Under CAFTA, exports to the United States this year grew 54% from last year, and exports to the rest of Central America were up 40%, according to the Central Bank. The principal products contributing to the increase are coffee, dairy, meat, beans and lobster.
Investment has also increased dramatically under CAFTA. Since the trade accord was first signed last year, 15 companies have invested under the free-trade zone scheme, totaling $256 million and creating an estimated 8,650 jobs, according to investmentpromotion group ProNicaragua.
Another 13 companies, totaling $189 million and 3,800 jobs, are in talks to decide whether to invest in Nicaragua, says Pro-Nicaragua.
International reserves also reached a record high this year, with year-end estimates at $911 million, up from $730 million at the close of 2005.
Banking deposits also reached a new high, indicating recovered confidence in Nicaragua’s financial system after the banking crisis of 2001.
As of November, banking deposits here reached $2.15 billion, up $100 million from 2005.
At the behest of the International Monetary Fund (IMF), the administration this year also passed several structural reforms to the fiscal and financial systems of the country, including: the Law of Financial Administration; the Tax Reform Law; the Civil Service Law; the Law of Bank Superintendence; and the General Banking Law, among others.
Another important advance was negotiated debt relief for Nicaragua’s once-gargantuan foreign debt.

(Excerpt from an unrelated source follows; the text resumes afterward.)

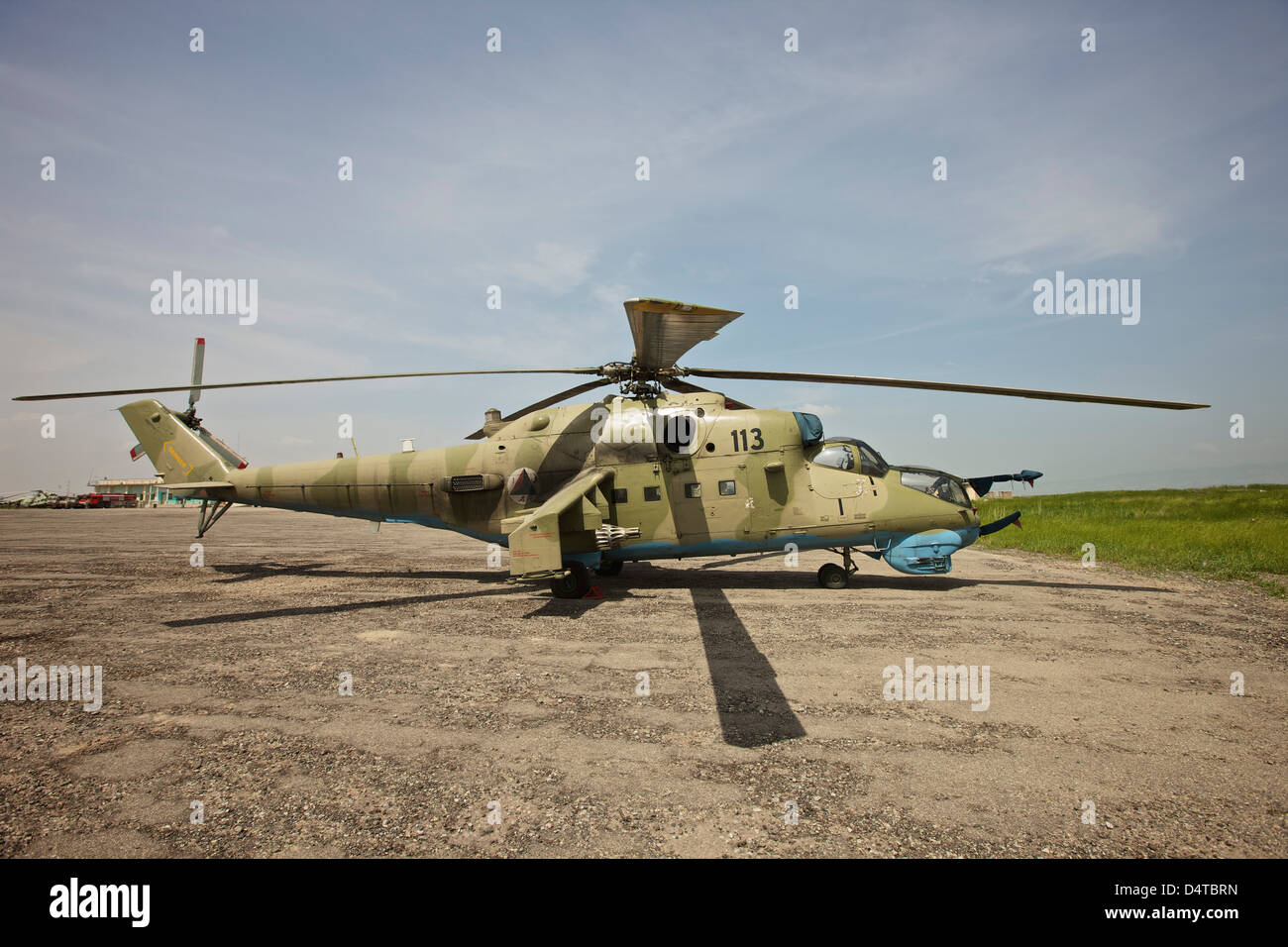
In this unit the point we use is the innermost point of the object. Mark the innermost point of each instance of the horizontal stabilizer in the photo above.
(982, 484)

The government this year managed to lower the debt service to a level considered almost sustainable.
As of Oct. 21,Nicaragua’s foreign debt was $4.4 billion, down from $5.3 billion last year.
And at year’s end, the government was in the process of finalizing negotiations with the Inter-American Development Bank and the IMF’s Heavily Indebted Poor Country’s Initiative (HIPC) to whittle it down to $1.6 billion, which would mean Nicaragua’s debt service would return to the amount it was at in 1979, and be at a level considered sustainable for the first time in 25 years.
Not all economic news this year was rosy, however. And there is disagreement over some of the official economic statistics. Economist Nestor Avendaño has been a leading critic of the government’s economic model and poverty reduction statistics, mostly the unemployment numbers.
The Central Bank claims that unemployment in Nicaragua is only 5.6% – a statistic that has been lambasted as unrealistic by Avendaño and others, who place unemployment closer to 27%.
The Central Bank’s Arana later said that the unemployment statistic only includes those who are out of work but trying to find a job.
He said there is another sizable group of some 1 million Nicaraguans who are unemployed but “not necessarily looking for work.”
Avendaño, however, says that “everyone in Nicaragua works,” but that most people are in the informal economy doing what they can to survive and not necessarily registering in the government’s official labor statistics.
Some critics argue that the formal-economy jobs the government has created, namely free-trade zone jobs that pay average hourly wages of $0.80 (the lowest wage in Central America), aren’t worth leaving the informal economy for.